Data security is a key focus for organizations moving their data warehouses from on-premises to cloud-first systems, such as BigQuery. In addition to storage-level encryption, whether using Google-managed or customer-managed keys, BigQuery also provides column-level encryption. Using BigQuery’s SQL AEAD functions, organizations can enforce a more granular level of encryption to help protect sensitive customer data, such as government identity or credit card numbers, and help comply with security requirements.

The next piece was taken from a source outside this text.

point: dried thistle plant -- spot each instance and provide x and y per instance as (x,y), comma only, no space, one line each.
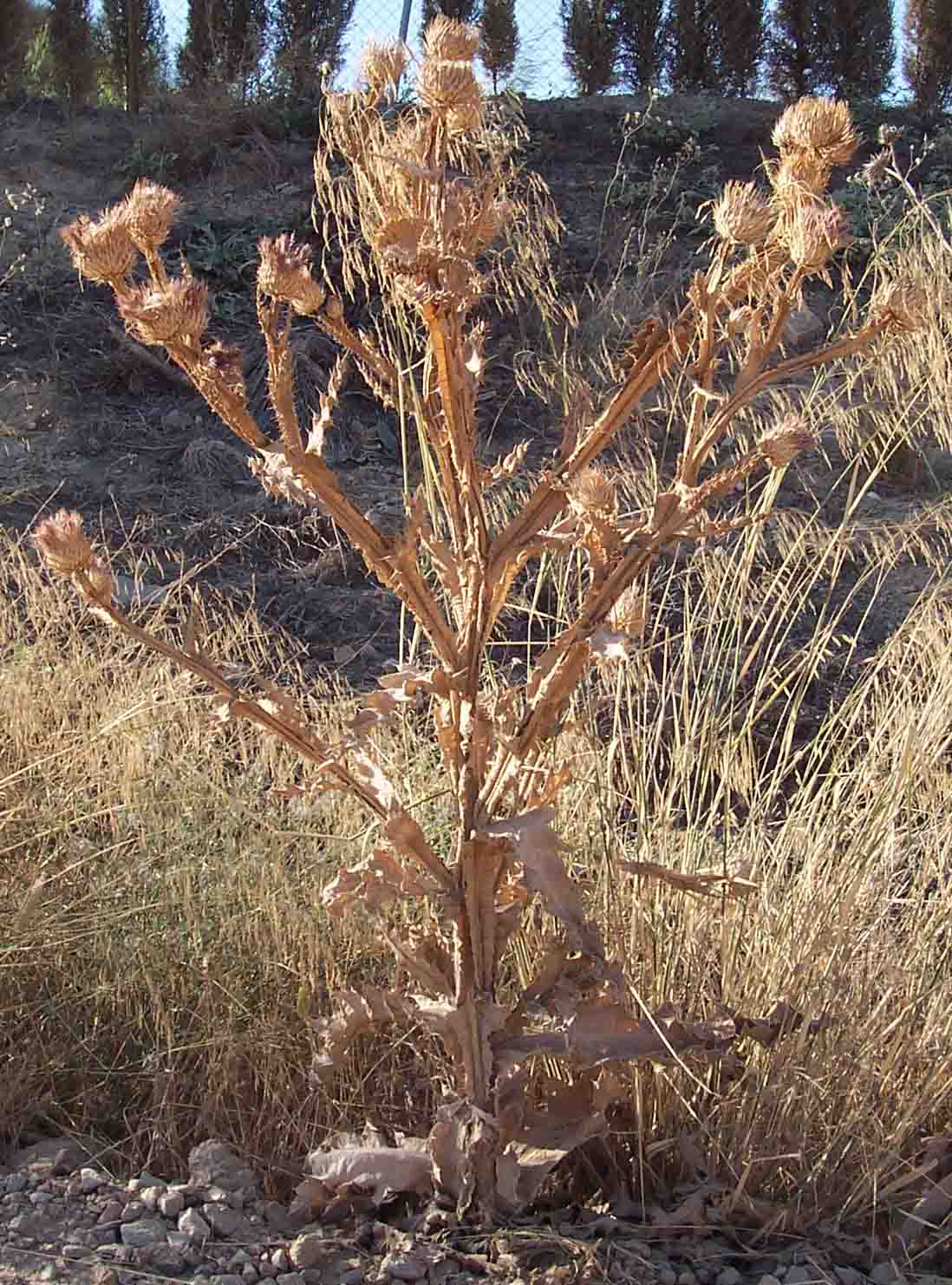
(424,199)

While BigQuery provides column-level encryption in the cloud, many organizations operate in hybrid-cloud environments. To prevent a scenario where data needs to be decrypted and re-encrypted each time it moves between locations, Google Cloud offers a consistent and interoperable encryption mechanism. This enables deterministically-encrypted data (which maintains referential integrity) to be immediately joined with on-prem tables for anonymized analytics.
To achieve a BigQuery-compatible encryption on-prem, customers can use Tink, a Google-developed open-source cryptography library. BigQuery uses Tink to implement its SQL AEAD functions. We can use the Tink library directly to encrypt data on-prem in a way that can later be decrypted using BigQuery SQL in the cloud, and decrypt BigQuery’s column level-encrypted data outside of BigQuery.
For Google customers who want to use Tink with BigQuery, we have put together a few helpful Python utilities and samples in the BigQuery Tink Toolkit GitHub repo. Let’s first walk through an example of how to use Tink directly to encrypt or decrypt on-prem data using the same keyset used for BigQuery, followed by how the BigQuery Tink Toolkit can help simplify working with Tink.
To start, Google need to retrieve the Tink keyset. We’ll assume that KMS-wrapped keysets are being used. These keysets need to be stored in BigQuery to use with BigQuery SQL. If needed, they can also be replicated to a secondary store on-prem.lang-py
from google.cloud import bigquery, kms
bq_client = bigquery.Client()
query_job = bq_client.query("""SELECT kms_resource_path, wrapped_keyset, associated_data FROM `my-keysets-table` WHERE column_name = "my-pii-column";""")
result_row = query_job.result()
Now that we have the encrypted keyset, we need to unwrap it to retrieve the usable Tink keyset. If Cloud KMS is not accessible from on-prem, the unwrapped keyset will need to be maintained in a secure keystore on-prem.lang-py
kms_client = kms.KeyManagementServiceClient()
decrypted_keyset_obj = kms_client.decrypt(
{
"name": result_row.kms_resource_path.split("gcp-kms://")[1],
"ciphertext": result_row.wrapped_keyset,
}
)
keyset = decrypted_keyset_obj.plaintext
Google can now use the keyset to generate a Tink primitive. This can be used to encrypt or decrypt data with the associated keyset. Note that different primitives should be used depending on whether the keyset is for a deterministic or nondeterministic key.lang-py
import tink
from tink import aead, cleartext_keyset_handle, daead
binary_keyset_reader = tink.BinaryKeysetReader(keyset)
keyset_handle = cleartext_keyset_handle.read(binary_keyset_reader)
# If using a determinisitic keyset:
daead.register()
cipher = keyset_handle.primitive(daead.DeterministicAead)
# If using a nondeterministic keyset instead:
aead.register()
cipher = keyset_handle.primitive(aead.Aead)
Once we have our cipher, we can use it to encrypt or decrypt data as needed.lang-py
plaintext = "Hello world!"
associated_data = result_row.associated_data
# To encrpyt:
# If using a determinisitic keyset
ciphertext = cipher.encrypt_deterministically(
plaintext.encode(), associated_data.encode()
)
# If using a nondeterministic keyset instead
ciphertext = cipher.encrypt(plaintext.encode(), associated_data.encode())
# To decrypt:
# If using a determinisitic keyset
plaintext = cipher.decrypt_deterministically(
ciphertext, associated_data.encode()
)
# If using a nondeterministic keyset instead
plaintext = cipher.decrypt(
ciphertext, associated_data.encode()
)
Google have provided the CipherManager class to help simplify this process, which handles four actions:
- Retrieving the required keysets from a BigQuery table
- Unwrapping those keysets
- Creating a Tink cipher for each column
- Providing a consistent interface to call encrypt and decrypt.
Google have also included a sample Spark job that shows how to use CipherManager to encrypt or decrypt columns for a given table. We hope these come in handy – happy Tinkering.